Function-based style
The language uses functions as clear building blocks, such as funksjon start() and separate handlers for pages and routes.
The Norscode language is part of the technical direction behind the project. For ordinary visitors this is not the most important part of the website, but the page explains why Norscode thinks holistically about language, structure and digital delivery. The idea is that the foundation behind the solutions should also be understandable and maintainable over time.
Norscode is not only the name of the website. It is also the name of the language direction behind the project. The ambition is to build solutions where language, structure and delivery surfaces work together more naturally. Over time this makes it easier to own more of the foundation behind what gets built.
The language is built around clear functions, readable blocks and an expression that is easier to follow than much traditional technical syntax. That is a deliberate choice: code should be easier to read, easier to explain and easier to keep working on.
The language uses functions as clear building blocks, such as funksjon start() and separate handlers for pages and routes.
Words like hvis, returner and la make the flow more direct and easier to follow for humans reading the code.
The goal is to think about language, web and logic as parts of the same direction instead of as completely separate layers.
An important point of the language is to make projects easier to structure as solutions grow into more pages, modules and functions.

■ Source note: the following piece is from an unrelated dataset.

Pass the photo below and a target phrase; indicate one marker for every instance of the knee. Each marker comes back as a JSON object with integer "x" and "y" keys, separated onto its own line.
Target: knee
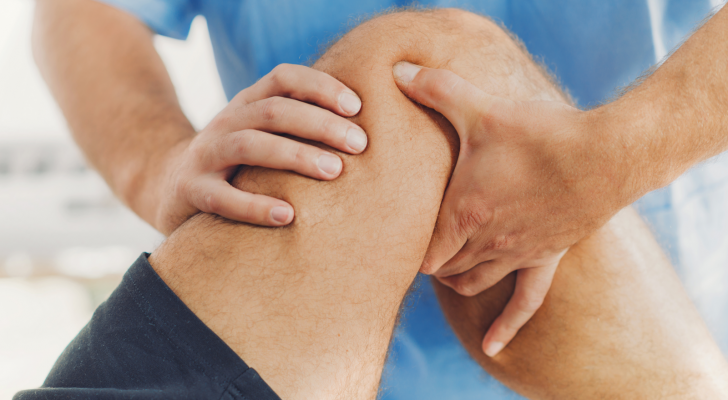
{"x": 468, "y": 44}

Owning more of the language and platform direction makes it easier to shape tools and solutions around actual project needs.
For customers this mainly means that Norscode builds with a long-term view, not only around the fastest first launch.
An important part of Norscode is that the language can define HTML responses, routes and simple web logic inside the same project. That makes it possible to build websites and smaller applications with fewer layers to manage in the beginning.
The language is part of a wider technical direction that includes compiler, runtime and web support. That means this is not only brand storytelling, but also an actual technical direction used in the project.
The ambition is for the Norscode language to be used in more parts of the delivery over time. For a business, this mostly means better coherence between what gets built, how it is maintained and how it can be developed further later.